Last Updated: July 12, 2018
Finally, a local sushi bar that doesn’t have a pretentious Japanese name. If the name Southpaw sounds familiar to you, you’ve probably seen the film with Jake Gyllenhaal as a left handed boxing champion because that’s exactly what inspired it.
As the name suggests, they’re certainly not the run-of-the-mill Omakase bar because they offer whisky and bourbon pairings with their dishes, aside from the usual sake that most of us are accustomed to having with Japanese cuisine.
Owner Roy Ng is a whisky connoisseur who collects all sorts of limited edition bottles so you can rest assure that you’ll be getting quality shots to go with your sashimi and sushi.
Cosily tucked along Cavan Road, the bar with only twelve seats isn’t the largest of spaces but it’s without a doubt, one of the more comfortable food establishments I’ve been to recently.
The compact space also happens to make for a far more intimate setting, which I’m sure most of us will enjoy every once in awhile.
Here at Southpaw, diners can choose from three main sets of Omakase which are priced at $68++, $98++ and $138++ respectively.
Helmed by Chef Kenny Khoo who has had more than seven years of experience with Japanese cuisine, we were treated to the $98++ set that came with a total of seven different dishes prepared in front of us.

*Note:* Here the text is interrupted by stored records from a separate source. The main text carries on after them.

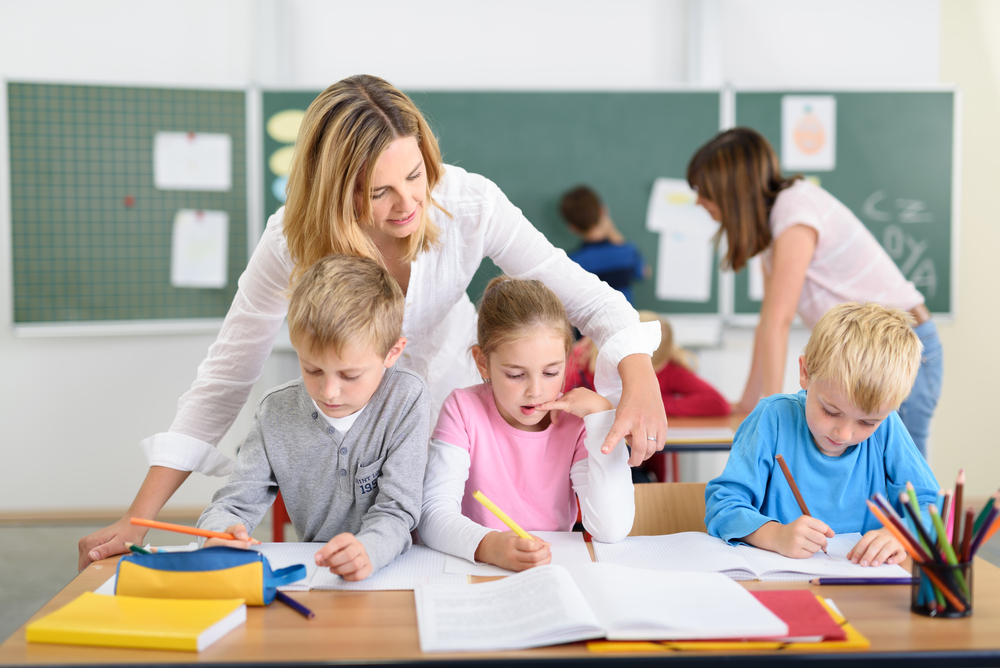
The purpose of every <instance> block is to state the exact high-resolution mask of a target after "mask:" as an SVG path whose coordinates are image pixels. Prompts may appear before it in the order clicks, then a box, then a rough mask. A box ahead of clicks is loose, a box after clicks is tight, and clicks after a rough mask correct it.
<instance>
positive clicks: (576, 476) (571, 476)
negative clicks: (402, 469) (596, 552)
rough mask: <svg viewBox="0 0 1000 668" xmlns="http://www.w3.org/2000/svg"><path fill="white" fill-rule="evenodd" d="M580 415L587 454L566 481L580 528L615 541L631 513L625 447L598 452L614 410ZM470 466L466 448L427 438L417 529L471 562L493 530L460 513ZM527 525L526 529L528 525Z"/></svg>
mask: <svg viewBox="0 0 1000 668" xmlns="http://www.w3.org/2000/svg"><path fill="white" fill-rule="evenodd" d="M583 420H584V424H585V425H586V430H587V434H586V437H585V439H584V444H585V445H586V447H587V453H588V456H587V457H585V458H583V459H581V460H579V461H578V462H576V463H575V464H573V466H572V467H571V468H570V471H569V476H570V480H571V482H572V485H573V491H574V492H576V495H577V497H579V499H580V509H581V510H582V511H583V525H584V527H586V529H587V531H589V532H590V534H591V535H592V536H593V538H594V540H595V541H601V542H608V543H614V542H617V541H620V540H622V539H623V538H625V536H627V535H628V532H629V531H631V530H632V521H633V518H634V517H635V492H634V489H633V487H632V473H631V470H630V469H629V466H628V450H627V449H626V448H625V447H624V444H623V443H621V442H619V443H618V445H617V446H616V447H615V449H614V450H612V451H611V453H610V454H607V455H605V454H604V453H602V452H601V445H602V444H603V443H604V439H605V437H607V435H608V432H609V431H610V430H611V425H612V424H614V421H615V412H614V411H602V412H600V413H594V414H592V415H588V416H587V417H585V418H584V419H583ZM471 468H472V460H471V458H470V456H469V451H468V450H465V449H463V448H461V447H459V446H457V445H452V444H450V443H445V442H444V441H440V440H438V439H436V438H432V439H431V447H430V451H429V452H428V457H427V470H426V471H425V473H424V499H423V506H422V509H421V511H420V524H419V526H418V529H417V530H418V531H419V533H420V539H421V540H422V541H423V542H424V543H425V544H426V545H428V546H430V547H433V548H434V549H435V550H439V551H441V552H446V553H448V554H452V555H454V556H456V557H461V558H463V559H467V560H469V561H471V562H473V563H475V560H476V559H475V555H476V548H477V547H479V543H480V542H482V540H483V537H484V536H485V535H486V534H488V533H489V532H491V531H495V529H491V528H489V527H485V526H483V525H481V524H477V523H476V522H474V521H472V520H471V519H469V518H468V517H466V516H465V515H463V514H462V499H463V498H464V497H465V481H466V480H467V479H468V478H469V471H470V469H471ZM552 473H553V475H559V474H560V473H559V472H556V471H553V472H552ZM562 475H565V474H564V473H563V474H562ZM526 530H527V531H531V528H530V527H529V528H527V529H526Z"/></svg>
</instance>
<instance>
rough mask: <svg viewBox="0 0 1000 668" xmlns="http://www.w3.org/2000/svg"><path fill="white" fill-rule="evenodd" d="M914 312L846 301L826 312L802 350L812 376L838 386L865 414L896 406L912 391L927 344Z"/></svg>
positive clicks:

For starters, we had the Canadian Rock Oyster that was incredibly smooth and filled with creamy goodness. This was paired with The Ten No.3 (+$9 per shot), a single malt whiskey that is recommended to be poured into the shell itself and drunk straight out of it.
The smokiness of the whisky combined with the brininess of the oyster was really something else.
As yet another appetiser, we had the Carpaccio that consisted of thinly sliced salmon topped off with red and black caviar, bonito flakes and a handful of spring onion.
Since this was already doused in soya sauce, truffle oil and a sprinkle of rock salt, no extra condiments were needed.
Following that, we had the Sashimi Platter which was made up of Tuna with Sauce, Sweet Shrimp, Tuna Belly, Kanpachi and Scallop.
Each cut of sashimi was undeniably fresh and paired so well with the hand-grated wasabi paste and shoyu sauce on the side.
Next, we had the Assorted Sushi (7pcs) and were delighted to find that every piece of sushi rice held nicely and didn’t fall off easily as most do.
The Hamachi came with hand-grated wasabi paste accompanied by soya sauce and served to whet our appetites as we waited for more from the sushi selection.
Seasoned with rock salt and drizzled over with lemon, the Ika sushi was the second pick for the night. The squid itself was fresh with a smooth texture and wasn’t rubbery at all which made it rather enjoyable to have.
The Japanese Artshell was one of our favourites as it had a chewy texture that went especially well with the wasabi paste underneath.
Seared lightly, the White Tuna boasted a delicious charred taste that is further enhanced by several marinades, including soya sauce, olive oil and chilli powder.
For that, I would say that the amalgamation of different flavours in the fish is truly commendable.
Salmon will always be a popular pick among diners so naturally, we couldn’t fault this sushi combination.
What sets this apart from the typical salmon sushi though, is the chef’s use of sesame sauce topped with a good amount of bonito flakes to enhance its flavour instead of just the usual soya sauce.
Last but not least, we had the Sword Fish with Foie Gras sushi. This melt-in-your-mouth combination was pretty ingenious as the torched liver was practically oozing with juices that coated the rice perfectly.
Next up, we had the Temaki or Maki Roll. While this was nothing out of the ordinary compared to the other sushi renditions, the final burst of umami from the tobiko really ended the sushi segment of the meal nicely.
After having all that raw food, a piping hot bowl of Miso Soup will be just what you need. Once you down this robust broth with fresh clams, you’ll definitely be able to cleanse your palate and get rid of the fishiness!
To end off on a sweet note, we were also given a dessert as the final part of our Omakase meal. Imported straight from Japan, the Matcha Ice Cream with Azuki Beans is indeed the sort of treat that you can’t go wrong with.
As Southpaw doesn’t offer lunch services, those intending to dine in should head over to the cosy restaurant-bar during dinner time!
You’d be surprised by how well its sushi and whiskey pairings are curated — who knows, you might even ditch sake after this.